Just like in Europe all roads used to lead to Rome, all roads in Guatemala still
lead to its colonial capital of Antigua. So much so that the actual capital, Guatemala City, is overlooked and ignored by almost every traveller in favour of the charming old city 45 minutes west. And Antigua does make an excellent base for exploring Guatemala. It's filled with travel agencies, gourmet restaurants, bars and coffee shops. The latter is significant, as it is remarkably difficult to get a decent cup in this coffee-producing country. Besides all the conveniences and being the only place you can don your clubbing outfit, Antigua is a beautiful town itself, a UNESCO heritage site, in fact. It easily deserves 2-3 days of exploring and sightseeing. A true hub of civilization in Guatemala's wilderness, in other words!8. Chicken Buses.

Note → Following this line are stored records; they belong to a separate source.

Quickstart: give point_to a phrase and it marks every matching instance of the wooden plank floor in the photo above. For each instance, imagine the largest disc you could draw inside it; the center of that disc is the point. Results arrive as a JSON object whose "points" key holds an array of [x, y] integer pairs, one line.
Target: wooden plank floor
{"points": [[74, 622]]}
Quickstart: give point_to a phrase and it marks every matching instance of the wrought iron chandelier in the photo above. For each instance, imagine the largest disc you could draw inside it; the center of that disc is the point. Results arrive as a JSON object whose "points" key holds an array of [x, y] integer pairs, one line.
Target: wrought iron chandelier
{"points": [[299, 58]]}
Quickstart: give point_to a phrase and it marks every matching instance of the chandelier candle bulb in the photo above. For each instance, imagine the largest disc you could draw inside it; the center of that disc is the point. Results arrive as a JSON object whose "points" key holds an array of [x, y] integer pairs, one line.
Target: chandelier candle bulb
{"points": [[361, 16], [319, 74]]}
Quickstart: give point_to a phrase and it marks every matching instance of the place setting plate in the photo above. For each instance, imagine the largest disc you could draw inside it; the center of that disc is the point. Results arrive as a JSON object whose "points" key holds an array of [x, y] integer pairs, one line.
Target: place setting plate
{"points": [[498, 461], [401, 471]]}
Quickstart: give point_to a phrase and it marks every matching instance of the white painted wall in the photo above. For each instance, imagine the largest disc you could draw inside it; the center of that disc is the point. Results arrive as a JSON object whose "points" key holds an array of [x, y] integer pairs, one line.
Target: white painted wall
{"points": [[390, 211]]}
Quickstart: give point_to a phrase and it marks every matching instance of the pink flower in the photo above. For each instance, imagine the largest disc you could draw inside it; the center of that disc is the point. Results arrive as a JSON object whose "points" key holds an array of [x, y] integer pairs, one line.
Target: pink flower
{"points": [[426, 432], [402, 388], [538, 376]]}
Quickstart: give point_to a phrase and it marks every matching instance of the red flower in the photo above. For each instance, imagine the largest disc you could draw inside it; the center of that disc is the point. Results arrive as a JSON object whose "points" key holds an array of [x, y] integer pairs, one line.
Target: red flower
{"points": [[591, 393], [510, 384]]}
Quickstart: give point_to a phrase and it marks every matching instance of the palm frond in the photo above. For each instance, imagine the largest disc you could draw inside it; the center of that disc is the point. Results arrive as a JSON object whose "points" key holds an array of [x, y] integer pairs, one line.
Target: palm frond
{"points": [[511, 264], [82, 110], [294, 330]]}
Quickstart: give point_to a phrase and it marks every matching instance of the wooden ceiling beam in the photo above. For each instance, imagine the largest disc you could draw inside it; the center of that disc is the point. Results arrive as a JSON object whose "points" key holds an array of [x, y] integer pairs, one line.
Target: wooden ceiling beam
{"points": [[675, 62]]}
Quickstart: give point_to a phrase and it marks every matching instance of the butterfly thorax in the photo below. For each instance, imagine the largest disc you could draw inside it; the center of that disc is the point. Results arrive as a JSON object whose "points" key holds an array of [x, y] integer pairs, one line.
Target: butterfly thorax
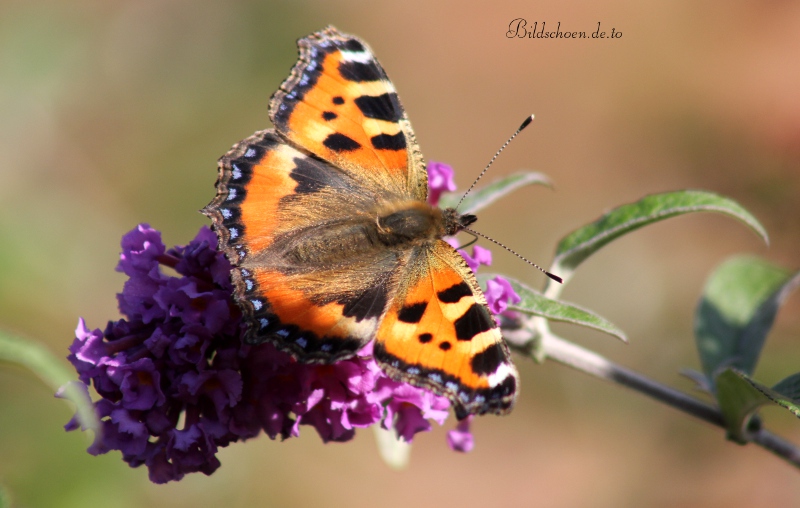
{"points": [[415, 222]]}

You cannot say you've been to Guatemala if you haven't ridden in chicken buses. Love them or hate them, but there is hardly a cheaper and more convenient and efficient way to get around the country. Connecting virtually anywhere to anywhere (with a few changes), they are nothing but retired US school buses that have sometimes been left original yellow, but usually repainted and refurbished and let out to navigate Guatemala's mountain roads. They are remarkably agile and certainly spacious. Standard seating is 3 per seat, and as for the few-inch-wide middle aisle - well, that's up to the conductor's discretion, but anywhere from 2 dozen to a few hundred. OK, maybe that's an exagerration, but that's certainly how it feels when one of your buttocks is pressing against a rotund Mayan woman with 2 kids on her lap and the other one is overhanging above someone's luggage and you are trying to balance yourself among the cowboy hats, crying children, enormous baskets, other passengers' arses and an occasional chicken. But you can be assured that whenever you need a bus somewhere, it will be waiting to leave "ahorita" (soon), and the helpful attendant will pick up your backpack and thrust it up to the huge roofrack. Miraculaously, most of the luggage indeed arrives to its destination.